AYM kararlarının bütün kişi ve kurumları bağladığı, dolayısıyla AYM’ce verilen hak ihlali kararlarının İstanbul 13. ACM tarafından yerine getirilmesinin hukuken zorunlu olduğu (Anayasa m. 153), aksi uygulamanın disiplin ve ceza sorumluluğunu gerektirdiği, Yargıtay 3. CD’nin bu konuda görev ve yetkisinin bulunmadığı, AYM’nin hak ihlali kararı yerine getirilmediği ve TBMM önünde durduğu sürece milletvekilliğinin düşürülemeyeceği hususları gayet açık ve hukuken tartışmasızdır.

HUKUKUN ARAÇSALLAŞMASI

Anayasanın emredici hükmüne (m.153) rağmen AYM kararının gereğini yapmayan İstanbul 13. ACM yargıçları ile görevli olmadığı halde yetki kullanan Yargıtay 3. CD yargıçları, kararlarının anayasa ve hukuka uygun olmadığını bilmemekte midir? Elbette bilmektedirler! Peki o zaman anayasaya, hukuk devletine ve vicdanlara açık bir meydana okuma niteliğindeki bu kararları hangi cüretle alabilmektedirler? Bu durumu nasıl anlamalı ve açıklamalıyız? Hukuk alanının biraz dışına çıkarak!

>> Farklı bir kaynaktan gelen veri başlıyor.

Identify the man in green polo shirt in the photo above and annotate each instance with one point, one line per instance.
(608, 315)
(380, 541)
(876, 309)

Hukuk, sadece “hukuk” değildir. Hukukun bir de ekonomi-politiği vardır ve ekonomi-politik, büyük ölçüde hukuku belirler. Seksenli yılların başından beri dünyada uygulanmakta olan neoliberal kapitalist ekonomi politikaları maalesef toplumlara huzur getirmemiş, bölgesel ve etnik çatışmalara, büyük ekonomik, sosyal ve siyasal krizlere neden olmuştur. Bu durum birçok ülkede yönetimlerin otoriterleşmesine, bu ise hukuk devletinin ve yargı bağımsızlığının zayıflaması, yer yer ortadan kaldırılmasına yol açmıştır. Hukukun/yargının bir araç olarak kullanılması, bu dönemin en sık görülen uygulamasıdır.

Yargı bağımsızlığı anayasal bir ilke olmakla birlikte (Anayasa m. 9, 138), yargının yönetiminden sorumlu ve mahkemelerin bağımsızlığı esasına göre görev yapmakla yükümlü (Anayasa m. 159/1) Hâkimler ve Savcılar Kurulu (HSK) üyelerinin büyük çoğunluğu doğrudan ve dolaylı yöntemlerle partili cumhurbaşkanı tarafından belirlendiğinden, böyle bir yapıyla yargı bağımsızlığı ve hukuk devletinin gerçekleştirilmesi olanaklı gözükmemektedir. Yargı pratiği bunu acı bir şekilde göstermiş, göstermektedir.

YARGI BAĞIMSIZLIĞI

Bu köşede 2 Aralık 2023’te yayımlanan yazımda belirttiğim gibi, yaşanan yargı krizinde HSK derhal devreye girerek, görevini yapmayan İstanbul 13. ACM heyetini görevden alarak disiplin ve ceza işlemleri başlatması, AYM kararlarının uygulanmasını sağlayacak yeni görevlendirmeler yapması gerekirken ne yazık ki bundan kaçınmıştır.

  • TBMM’nin milletvekilliğini düşürme işlemi İçtüzük ve Anayasaya,
  • Yargıtay 3. CD’nin kararları ise Anayasaya  aykırı olduğundan hukuken yok hükmündedir.

Henüz yerine getirilmeyen AYM’nin hak ihlali kararları ortada durmaktadır.

Bu kararları yerine getirecek kurum, kararlarda açıkça gösterildiği gibi İstanbul 13. ACM’dir. İstanbul 13. ACM görevini yapmıyor ise –ki yapmıyor-, HSK derhal devreye girmeli, Anayasa hükümlerinin üstünlüğü, AYM kararlarının bağlayıcılığı, hukuk devleti ve yargı bağımsızlığı ilkeleri ile hak arama hürriyetinin gereği olarak sözü geçen mahkemeye yeni görevlendirmeler yaparak AYM’nin hak ihlali kararlarının bu mahkemece yerine getirilmesini sağlamalıdır. Bu onun anayasal görevidir.

HSK’nin, bu amaçla devreye girmesi ısrarla talep edilmelidir. Sonuç alınması, hukuk devleti, yargı bağımsızlığı ve demokrasiden yana bütün toplumsal güçlerin demokratik mücadelesinden geçmektedir.